管家引两人进入堂屋,命丫鬟备了茶点,两人等了许久,终于见到一名气质脱俗的年轻人大步流星走进院子。
“张兄,多年未见,小弟在此有礼了!”宝蓝衣衫在阳光下熠熠发光,白净的面庞带着些傲娇以及稚嫩。
张亦棠拱手相迎,“楚兄言重了,咱们也就半个月未见。”
“小弟日理万机,脑子不灵光。”楚二爷一点儿没有被戳破高逼格的窘迫,转头看向宋筱,眼底划过亮光,“这位是嫂夫人?”
宋筱皮笑肉不笑,既然是好友,怎么可能不知道张亦棠至今未婚,分明在调侃她,还揣着一副正经八本的模样。
她福福身子算作见礼,指了指张亦棠,“二爷误会了,我们是兄妹。”
张亦棠偏头看她,兄妹?
楚二爷上下打量宋筱,一拍大腿,“是相府千金啊,楚某慧眼不识珠,失敬失敬!”
宋筱嘴角抽搐,慧眼不识珠……亏他讲得出来,脸皮不是一般的厚。
楚二爷特大方,自衣襟掏出一沓银票递给宋筱,“够做见面礼吗?”
宋筱数了数,一百两,真是财大气粗。
宋筱笑着收下银票。
楚二爷翘起嘴角。
宋筱眉头舒展,觉得这位楚二爷为人豁达随和,很好相处。
不过,她观楚二爷唇红齿白,眼睛圆圆,不像个少年郎,倒像个皮实的大姑娘。
是她多心了么?
“两位舟车劳顿,请随楚某去雅客居一聚,听听曲儿,叙叙旧。”
三人去往环境秀丽的雅客居,里面陈设了许多稀罕物。
见宋筱对着一艘袖珍渔船细细打量,楚二爷笑道:“楚家有渔业生意,隔几年就会订制渔船,渔船造价高,我便自修了木匠活,学着造船,为家里省些本钱。”
“楚二爷谦虚了,能打造一艘设备齐全的大型渔船绝不是一般的木匠可以做到的。”宋筱没有调侃,事实如此,带队打造渔船绝对要有金刚钻,也难怪楚家主如此重视他。
不着调是不着调,能耐还是有的。
“还没请教楚二爷大名。”宋筱岔开尴尬话题。
“鄙姓楚,单名一个嵇。”楚二爷颔首,“敢问姑娘芳名?”
“宋筱。”
楚二爷点头,“幸会。”
宋筱: “我有些好奇,楚二爷跟我两位兄长是如何相识的?”
他们不是一类人,却能心照不宣。
“说来话长,简而言之,张兄和宋兄接济过楚某,如雪中送炭,楚某铭记在心。”
“哦?”宋筱落座,笑着摇头,“楚二爷腰缠万贯,又得兄长庇荫,也曾落魄过?”
“人都有陷入窘境的时候,一分钱难倒英雄汉,楚某少年顽劣,不知天高地厚仅凭一腔热血,骑驴扛刀游闯江湖,不带分文,沦落成乞丐,被其他乞丐排挤,恰遇张兄和宋兄,请我吃了一碗面,你是不知道,那碗面对于一个饥肠辘辘的人来说有多美味。”
“这么说,楚二爷还想再回味几次?”
“不了,太囧。”
一个半假半真的故事,宋筱以为他们有过什么轰轰烈烈的并肩经历呢。
翌日一早,楚二爷带两人去山头打猎。他对两人说:“这季节也就能打几只野鸡野兔,不过现烤的鲜肉才叫野味,我没别的特长,手艺绝对一流。”

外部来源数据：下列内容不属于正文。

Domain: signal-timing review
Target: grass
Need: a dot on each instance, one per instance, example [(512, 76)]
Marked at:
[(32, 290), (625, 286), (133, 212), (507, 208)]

张亦棠对打猎兴趣恹恹,抬头望一眼嫩芽新生的大树,走了过去。稍后,仰躺在树杈上,摇开折扇盖在脸上遮挡阳光,双手枕在脑后,懒懒道:“你们打猎,我负责吃。”
“美得你。”宋筱哼一声,握着短剑走向深绿树丛。
楚二爷拾了一些枯枝稻草堆在树下,“张兄负责看草吧。”
张亦棠失笑,啥叫负责看草?
不理好友的调侃,懒洋洋垂下左臂,任宽大衣袂垂下,随风摇曳,折扇悬于脸庞,颤颤巍巍,在阳光下,忽闪出 “张”字。
宋筱独自猎狩,前方草丛晃动,宋筱静气凝神,握着短剑悄然靠近,在猎物察觉前,猛然刺出剑身,可在挨近猎物时,倏尔收手,单膝跪地稳住身体平衡。
拨开树杈,里面藏着一只巴掌大小的刺猬。
刺猬受伤了。
宋筱把短剑插在地上,试着触碰刺猬背部的棘刺,它没有卷缩成刺球,软趴趴躺在草丛里,宋筱慢慢翻过它的身体,原来它粉粉的肚腹上划了一道血口。
它太小了,睁着黑漆漆的眼睛,带有戒备,又可怜兮兮,足趾不停捣弄,想吓跑猎人,宋筱盘腿坐在地上,抱着它涂抹药膏,听着它发出“吱吱”声,怪嗔道:“我在帮你,不识好人心。”
岂料,刺猬突然不叫了。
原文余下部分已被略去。